Security expert Jay Freeman the Cydia developer Saurik eponymous said, the same Master Key vulnerability is present in Android 4.4 KitKat system, and released a Python version of exp to demonstrate the vulnerability of the use.
“Last night the Android 4.4 code has been updated to AOSP that fixes another digital signature verification vulnerability Number #9 9 5 0 6 9 7, although this time the vulnerability is not serious, but it has been enough to pass the technology to achieve the use. In this article, I will show how by Python to write the use of the program.”
（Translator's note: sorry, the original patch of the exp is also pictures
The vulnerability is with the Android security team disclosed a vulnerability similar. Each application must be made by the developers to add a self-signed certificate for authentication, the Android application Manager program determines whether the shared information, to obtain the relevant permissions, and verify the developer's signature.
“Even if the system software is provided by the manufacturer of the signature, having the same signature certificate system software can do anything. In General, unless you are the manufacturer, we can do this. But by using a#8 2 1 9 3 2 1 vulnerability, anyone can steal these signature certificates” “this leads to a risk that external third-party application has just like you-signed certificate.

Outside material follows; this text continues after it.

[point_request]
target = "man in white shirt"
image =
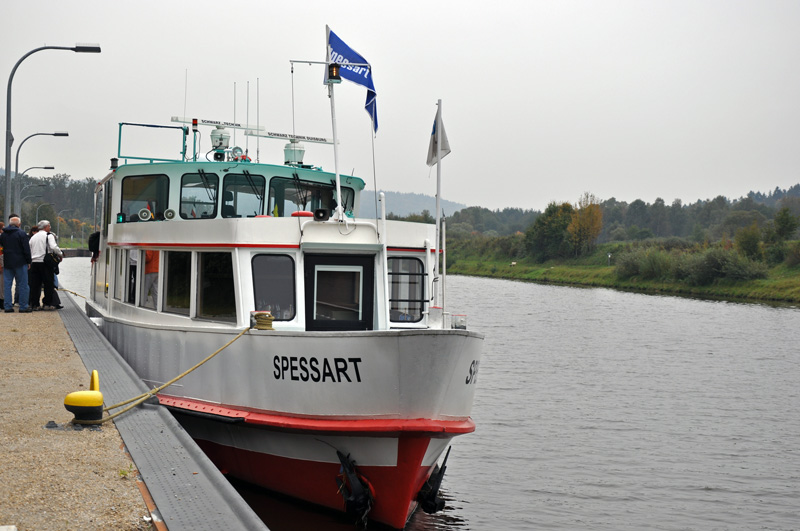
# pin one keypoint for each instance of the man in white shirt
(41, 274)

When you install one you think is a harmless game, this seemingly up to you manufacturers to publish the application but get the system permissions.” “The vulnerability relates to Android application how to encrypt the authentication with the installation, modify the code but does not affect the signature.”
The EXP does not affect the signature of the case by modifying the application installation package, which installs into the system and get all permissions and data.
Although not currently available in the Google Play Store found that the use of the vulnerability to add malicious code to the program, did not find the Android users affected by the vulnerability, it is recommended not to unofficial Marketplace to download applications.